Most woefully, xenophobia extends beyond the “West and the Rest.” An intimate mastery of mobilization of national identity for the citizenry extends to colonies who had formal independence thrown upon them. Do we wonder about the relationship between nationalism and liberal democracy? Not just with regard to so-called “homegrown” states of democratic freedom who unleash monstrosity on Indigenous peoples, racialized communities, and otherwise, but also for those bequeathed with these structures of violence. Responses within some of the worst affected countries, including my home city of Singapore, include selling masks at sky-high prices, racism against mainland Chinese nationals, and blatant discrimination against nurses who put their own health on the line.
Selfish competition motivated by a “survival of the fittest” mindset has displaced chunks of our moral compass. Among countless others, my home situation is the aftermath of industrial capitalist imperialism, negotiated political independence seen as decolonization, passing into neo-colonialism. Armed with the “national,” we were made to wage war within our community such that those not yet born are preordained for this mentality. By now, I hope it is evident that the point of this writing is not about sickness per se.

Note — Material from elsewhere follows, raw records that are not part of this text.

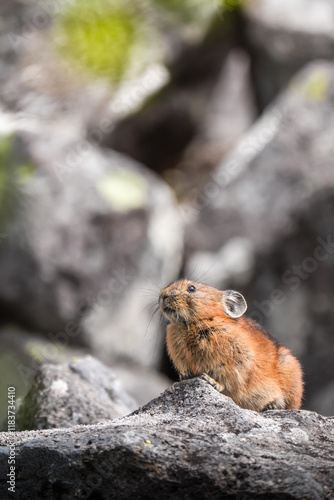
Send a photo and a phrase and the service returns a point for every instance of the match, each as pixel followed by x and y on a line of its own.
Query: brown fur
pixel 249 366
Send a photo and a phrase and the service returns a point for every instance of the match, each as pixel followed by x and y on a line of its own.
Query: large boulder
pixel 191 442
pixel 228 114
pixel 81 392
pixel 263 225
pixel 283 36
pixel 92 231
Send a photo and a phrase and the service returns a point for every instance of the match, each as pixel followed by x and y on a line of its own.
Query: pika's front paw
pixel 212 382
pixel 272 406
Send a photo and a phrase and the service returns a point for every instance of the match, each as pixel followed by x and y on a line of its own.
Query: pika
pixel 208 335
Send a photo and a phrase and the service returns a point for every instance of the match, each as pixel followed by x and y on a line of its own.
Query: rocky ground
pixel 216 160
pixel 190 442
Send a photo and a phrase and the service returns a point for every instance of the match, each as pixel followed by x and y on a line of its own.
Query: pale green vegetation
pixel 102 37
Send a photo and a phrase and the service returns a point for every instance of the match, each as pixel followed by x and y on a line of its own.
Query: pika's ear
pixel 234 303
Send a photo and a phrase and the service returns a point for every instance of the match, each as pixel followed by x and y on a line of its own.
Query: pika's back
pixel 208 334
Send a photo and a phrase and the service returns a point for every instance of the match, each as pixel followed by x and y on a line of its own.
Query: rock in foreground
pixel 191 442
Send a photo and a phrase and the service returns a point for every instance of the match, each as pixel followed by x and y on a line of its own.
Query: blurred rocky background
pixel 142 141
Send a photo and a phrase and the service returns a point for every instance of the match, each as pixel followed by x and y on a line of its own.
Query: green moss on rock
pixel 98 36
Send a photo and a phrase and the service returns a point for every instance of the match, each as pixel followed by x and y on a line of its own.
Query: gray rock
pixel 263 223
pixel 191 442
pixel 229 113
pixel 82 392
pixel 283 36
pixel 158 133
pixel 94 230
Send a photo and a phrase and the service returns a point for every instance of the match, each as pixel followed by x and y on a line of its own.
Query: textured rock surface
pixel 115 227
pixel 283 36
pixel 191 442
pixel 264 226
pixel 81 392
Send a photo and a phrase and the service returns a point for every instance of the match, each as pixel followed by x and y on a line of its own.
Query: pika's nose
pixel 162 299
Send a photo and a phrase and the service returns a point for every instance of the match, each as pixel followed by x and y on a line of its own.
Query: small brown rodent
pixel 208 336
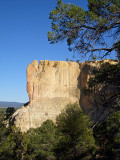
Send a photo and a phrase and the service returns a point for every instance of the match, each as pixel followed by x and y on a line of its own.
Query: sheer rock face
pixel 51 85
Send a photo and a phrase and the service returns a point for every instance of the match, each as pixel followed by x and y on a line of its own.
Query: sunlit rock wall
pixel 51 85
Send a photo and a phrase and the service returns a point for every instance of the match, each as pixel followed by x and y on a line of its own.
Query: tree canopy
pixel 77 141
pixel 95 32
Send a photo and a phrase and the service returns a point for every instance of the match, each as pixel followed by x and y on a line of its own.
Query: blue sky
pixel 23 38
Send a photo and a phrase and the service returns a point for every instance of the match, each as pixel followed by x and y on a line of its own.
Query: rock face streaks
pixel 51 85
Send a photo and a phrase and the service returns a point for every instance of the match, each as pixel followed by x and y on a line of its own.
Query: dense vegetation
pixel 74 136
pixel 71 137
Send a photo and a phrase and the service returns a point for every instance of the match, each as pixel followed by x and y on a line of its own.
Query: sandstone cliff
pixel 50 86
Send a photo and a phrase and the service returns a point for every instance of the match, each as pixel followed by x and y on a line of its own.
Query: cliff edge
pixel 51 85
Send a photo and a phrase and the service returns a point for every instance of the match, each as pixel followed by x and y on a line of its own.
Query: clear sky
pixel 23 38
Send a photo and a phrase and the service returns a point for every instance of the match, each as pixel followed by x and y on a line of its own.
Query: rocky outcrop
pixel 51 85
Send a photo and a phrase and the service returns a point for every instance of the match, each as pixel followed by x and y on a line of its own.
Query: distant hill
pixel 10 104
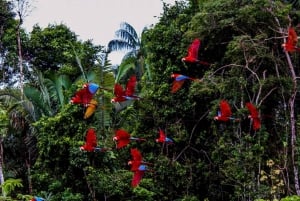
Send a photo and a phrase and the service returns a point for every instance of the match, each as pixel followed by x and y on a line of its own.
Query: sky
pixel 95 19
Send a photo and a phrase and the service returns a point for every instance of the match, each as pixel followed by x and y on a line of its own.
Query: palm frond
pixel 119 45
pixel 122 70
pixel 129 29
pixel 127 37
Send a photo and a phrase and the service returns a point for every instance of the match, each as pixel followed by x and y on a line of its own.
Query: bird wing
pixel 130 87
pixel 137 177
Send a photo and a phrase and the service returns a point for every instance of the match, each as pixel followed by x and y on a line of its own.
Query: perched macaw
pixel 85 95
pixel 179 79
pixel 138 166
pixel 254 116
pixel 35 198
pixel 91 142
pixel 127 93
pixel 90 109
pixel 123 138
pixel 163 138
pixel 224 114
pixel 193 51
pixel 292 40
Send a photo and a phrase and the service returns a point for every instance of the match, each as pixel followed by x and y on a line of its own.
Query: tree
pixel 128 40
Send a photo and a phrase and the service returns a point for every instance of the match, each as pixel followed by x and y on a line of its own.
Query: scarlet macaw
pixel 292 40
pixel 91 142
pixel 193 51
pixel 254 116
pixel 179 79
pixel 138 166
pixel 224 114
pixel 123 138
pixel 85 95
pixel 163 138
pixel 127 93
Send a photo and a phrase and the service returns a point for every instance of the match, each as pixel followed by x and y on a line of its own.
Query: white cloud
pixel 95 19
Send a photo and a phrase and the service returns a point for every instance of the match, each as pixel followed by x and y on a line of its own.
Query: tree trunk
pixel 294 153
pixel 1 168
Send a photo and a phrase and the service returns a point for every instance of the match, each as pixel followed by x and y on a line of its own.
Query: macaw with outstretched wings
pixel 254 116
pixel 193 52
pixel 224 114
pixel 123 138
pixel 163 138
pixel 127 93
pixel 292 40
pixel 85 95
pixel 179 80
pixel 91 142
pixel 138 166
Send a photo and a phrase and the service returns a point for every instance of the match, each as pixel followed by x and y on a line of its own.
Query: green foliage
pixel 209 160
pixel 10 185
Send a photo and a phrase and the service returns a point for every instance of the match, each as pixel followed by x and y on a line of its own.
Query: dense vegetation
pixel 41 132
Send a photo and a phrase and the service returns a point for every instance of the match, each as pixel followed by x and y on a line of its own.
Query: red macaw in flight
pixel 138 166
pixel 85 95
pixel 179 79
pixel 254 116
pixel 292 40
pixel 224 114
pixel 123 138
pixel 163 138
pixel 193 51
pixel 91 142
pixel 127 93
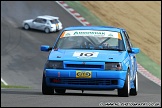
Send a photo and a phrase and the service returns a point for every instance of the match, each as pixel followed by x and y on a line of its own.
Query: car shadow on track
pixel 37 92
pixel 87 94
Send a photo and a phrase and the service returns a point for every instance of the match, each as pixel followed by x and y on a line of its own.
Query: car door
pixel 131 56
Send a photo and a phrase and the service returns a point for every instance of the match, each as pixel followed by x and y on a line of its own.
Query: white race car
pixel 46 23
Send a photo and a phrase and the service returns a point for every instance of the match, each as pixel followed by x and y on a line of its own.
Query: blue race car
pixel 91 58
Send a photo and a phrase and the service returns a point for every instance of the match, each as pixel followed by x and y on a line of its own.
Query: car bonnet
pixel 87 55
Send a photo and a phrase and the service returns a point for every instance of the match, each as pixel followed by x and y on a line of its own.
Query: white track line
pixel 78 17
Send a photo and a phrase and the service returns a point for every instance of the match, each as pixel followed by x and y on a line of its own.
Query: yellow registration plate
pixel 83 74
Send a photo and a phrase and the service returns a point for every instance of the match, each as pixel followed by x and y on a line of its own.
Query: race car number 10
pixel 85 54
pixel 83 74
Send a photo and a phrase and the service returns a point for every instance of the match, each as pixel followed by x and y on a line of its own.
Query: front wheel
pixel 125 91
pixel 133 91
pixel 47 30
pixel 26 26
pixel 46 90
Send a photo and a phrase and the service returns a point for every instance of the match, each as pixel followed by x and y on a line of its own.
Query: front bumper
pixel 100 80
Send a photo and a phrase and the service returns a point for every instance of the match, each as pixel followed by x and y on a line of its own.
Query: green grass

In our daily lives, many endeavour to disrupt the hard shells of identity in our respective capacities. Somehow we know and recognize one another, although our concrete preoccupations are different. The arenas that one finds accessible are largely determined by what one is born into, alongside foundational exposure to the methods and tools used for political leverage. Some take the streets in vigour alongside allies and maximize public visibility of important struggles. Others hack away at capitalist structures behind closed doors to disrupt the baseline of the(ir) wealthy, almost always as lone mavericks. Political activity does not only occur on the footsteps of government buildings (which is not to deny the importance of symbolic resistance). Capitalists rarely, if ever, make profiteering decisions in public, which is why social justice efforts are coordinated at all scales. Sure, these are not strict boundaries in a fluid landscape of activism, but there are too many such wars to be fought on this planet. Starting from the struggles closest to home and allowing this work to occupy lifelong commitment would be as fulfilling a start as any.
Viral infections know no place and race, so let us furnish moral support from across the oceans. I lack the lived experience of the current pandemonium, but I am representing the voices of several acquaintances who, as mainland Chinese nationals both at home and abroad, are weathering this hurricane. I have only gratitude for their unwavering belief in me, and regret for the always imperfect task of translation. The magnitude of their resilience never fails to astound me. In their words, “Believe love will triumph.”